But neither should it surprise anyone — considering the mess we are in now and his vast unpopularity — to learn that one of President George W. Bush's final actions before leaving the White House last fall was to take a damaging swipe at [the Endangered Species Act] by imposing new rules that significantly weaken it.
One of the fundamental facets of the act is consultation, whereby federal agencies are required to ask the U.S. Fish and Wildlife Service to weigh in on proposed federal actions whenever they might cause harm to endangered species. Using the best available science, Fish and Wildlife must issue an opinion on the expected impacts to the species, which often results in modifications to the proposed action and mitigation and other steps to protect the species.
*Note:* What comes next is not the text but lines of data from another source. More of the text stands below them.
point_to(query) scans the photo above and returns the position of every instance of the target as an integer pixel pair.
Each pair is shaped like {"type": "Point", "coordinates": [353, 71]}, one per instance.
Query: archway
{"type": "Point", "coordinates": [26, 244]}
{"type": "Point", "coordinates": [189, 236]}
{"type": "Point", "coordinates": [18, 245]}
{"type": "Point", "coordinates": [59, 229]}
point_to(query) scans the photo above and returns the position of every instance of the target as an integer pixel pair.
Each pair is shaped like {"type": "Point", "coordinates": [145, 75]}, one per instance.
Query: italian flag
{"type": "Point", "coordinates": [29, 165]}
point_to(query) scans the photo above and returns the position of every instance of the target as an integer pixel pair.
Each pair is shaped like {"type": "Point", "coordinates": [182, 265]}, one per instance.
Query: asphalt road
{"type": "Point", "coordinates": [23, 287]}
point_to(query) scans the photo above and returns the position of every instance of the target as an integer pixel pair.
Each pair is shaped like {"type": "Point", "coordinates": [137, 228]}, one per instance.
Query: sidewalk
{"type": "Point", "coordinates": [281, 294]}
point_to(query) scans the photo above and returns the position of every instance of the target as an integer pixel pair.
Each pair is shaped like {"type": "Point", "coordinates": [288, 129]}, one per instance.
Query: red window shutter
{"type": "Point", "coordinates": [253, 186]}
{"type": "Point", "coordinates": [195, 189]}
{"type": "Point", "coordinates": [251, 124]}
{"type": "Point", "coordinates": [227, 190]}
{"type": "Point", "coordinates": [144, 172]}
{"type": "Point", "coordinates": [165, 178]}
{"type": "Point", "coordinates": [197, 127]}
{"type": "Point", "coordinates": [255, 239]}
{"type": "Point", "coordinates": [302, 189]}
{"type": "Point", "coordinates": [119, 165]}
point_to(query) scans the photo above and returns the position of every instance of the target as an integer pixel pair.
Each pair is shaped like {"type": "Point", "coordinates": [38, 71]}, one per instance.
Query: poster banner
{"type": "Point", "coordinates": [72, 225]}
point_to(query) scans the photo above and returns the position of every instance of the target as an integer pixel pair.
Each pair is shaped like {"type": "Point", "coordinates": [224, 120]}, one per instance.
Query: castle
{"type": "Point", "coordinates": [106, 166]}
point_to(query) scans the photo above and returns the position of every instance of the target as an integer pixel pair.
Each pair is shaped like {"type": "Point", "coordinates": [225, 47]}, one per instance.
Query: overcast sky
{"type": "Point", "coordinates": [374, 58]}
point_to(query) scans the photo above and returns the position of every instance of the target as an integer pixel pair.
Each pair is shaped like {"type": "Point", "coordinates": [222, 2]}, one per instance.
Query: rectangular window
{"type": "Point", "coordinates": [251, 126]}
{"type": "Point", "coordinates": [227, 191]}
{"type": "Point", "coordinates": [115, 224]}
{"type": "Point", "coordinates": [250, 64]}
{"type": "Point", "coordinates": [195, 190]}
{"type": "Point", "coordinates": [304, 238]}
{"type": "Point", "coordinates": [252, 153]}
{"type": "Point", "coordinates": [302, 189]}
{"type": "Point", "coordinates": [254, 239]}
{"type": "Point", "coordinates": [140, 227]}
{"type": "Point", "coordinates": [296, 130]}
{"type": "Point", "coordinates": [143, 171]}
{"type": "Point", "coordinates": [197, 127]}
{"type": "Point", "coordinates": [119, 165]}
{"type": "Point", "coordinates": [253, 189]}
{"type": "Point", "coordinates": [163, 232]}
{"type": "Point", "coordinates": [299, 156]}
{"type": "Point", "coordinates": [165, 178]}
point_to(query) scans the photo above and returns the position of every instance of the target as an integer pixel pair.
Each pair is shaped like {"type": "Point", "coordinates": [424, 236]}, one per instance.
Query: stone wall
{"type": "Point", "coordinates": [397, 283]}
President Bush thought it would be a good idea to remove this requirement and allow federal agencies to oversee themselves on endangered-species matters.
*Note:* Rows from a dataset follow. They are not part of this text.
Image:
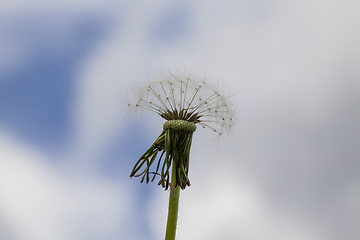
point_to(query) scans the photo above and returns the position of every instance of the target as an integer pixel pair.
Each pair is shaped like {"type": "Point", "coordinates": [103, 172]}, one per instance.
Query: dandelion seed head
{"type": "Point", "coordinates": [180, 97]}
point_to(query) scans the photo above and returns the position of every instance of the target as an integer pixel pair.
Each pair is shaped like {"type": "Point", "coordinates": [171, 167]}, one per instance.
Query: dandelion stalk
{"type": "Point", "coordinates": [183, 103]}
{"type": "Point", "coordinates": [173, 209]}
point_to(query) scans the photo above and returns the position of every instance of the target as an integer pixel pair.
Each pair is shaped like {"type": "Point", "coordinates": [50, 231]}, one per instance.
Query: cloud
{"type": "Point", "coordinates": [40, 200]}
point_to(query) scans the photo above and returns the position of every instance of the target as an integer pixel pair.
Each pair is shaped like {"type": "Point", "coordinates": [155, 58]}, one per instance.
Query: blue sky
{"type": "Point", "coordinates": [68, 143]}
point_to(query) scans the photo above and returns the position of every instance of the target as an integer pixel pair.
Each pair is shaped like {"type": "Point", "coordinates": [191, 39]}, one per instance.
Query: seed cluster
{"type": "Point", "coordinates": [180, 97]}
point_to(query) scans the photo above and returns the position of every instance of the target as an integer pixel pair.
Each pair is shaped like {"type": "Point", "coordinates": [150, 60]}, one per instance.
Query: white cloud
{"type": "Point", "coordinates": [41, 201]}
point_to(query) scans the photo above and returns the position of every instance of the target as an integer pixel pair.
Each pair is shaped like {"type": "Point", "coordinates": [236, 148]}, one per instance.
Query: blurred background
{"type": "Point", "coordinates": [67, 142]}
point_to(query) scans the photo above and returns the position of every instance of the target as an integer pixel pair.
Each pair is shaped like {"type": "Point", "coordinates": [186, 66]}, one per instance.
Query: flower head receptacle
{"type": "Point", "coordinates": [184, 103]}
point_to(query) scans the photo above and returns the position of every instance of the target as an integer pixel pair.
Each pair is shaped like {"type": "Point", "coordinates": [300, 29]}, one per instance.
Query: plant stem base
{"type": "Point", "coordinates": [173, 208]}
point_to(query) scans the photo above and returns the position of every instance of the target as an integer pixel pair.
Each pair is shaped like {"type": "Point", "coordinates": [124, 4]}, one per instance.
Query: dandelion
{"type": "Point", "coordinates": [184, 102]}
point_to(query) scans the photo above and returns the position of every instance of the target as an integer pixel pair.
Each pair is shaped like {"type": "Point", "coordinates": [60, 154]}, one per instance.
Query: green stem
{"type": "Point", "coordinates": [173, 207]}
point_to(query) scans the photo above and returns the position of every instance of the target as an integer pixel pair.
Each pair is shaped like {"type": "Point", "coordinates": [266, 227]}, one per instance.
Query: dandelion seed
{"type": "Point", "coordinates": [184, 103]}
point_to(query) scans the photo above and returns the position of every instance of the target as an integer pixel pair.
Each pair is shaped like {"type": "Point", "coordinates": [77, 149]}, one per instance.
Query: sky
{"type": "Point", "coordinates": [290, 169]}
That's a fairly incomplete (if not dishonest) picture. By no means do the regulatory changes remove Section 7 consultation. Rather, they allow federal agencies to avoid consultation in narrow circumstances — when the agency's action will have a marginal or beneficial impact on endangered species. Even in those circumstances, the U.S. Fish and Wildlife Service will still be able to demand consultation if it so desires.  In other words, under the changes, the Service will be able to oversee other federal agencies and how they deal with endangered species issues, just as they have done without the regs in place.  The only difference now is that agencies can go forward without consultation when everyone (including the Service) knows such consultation would be nothing more than regulatory overkill.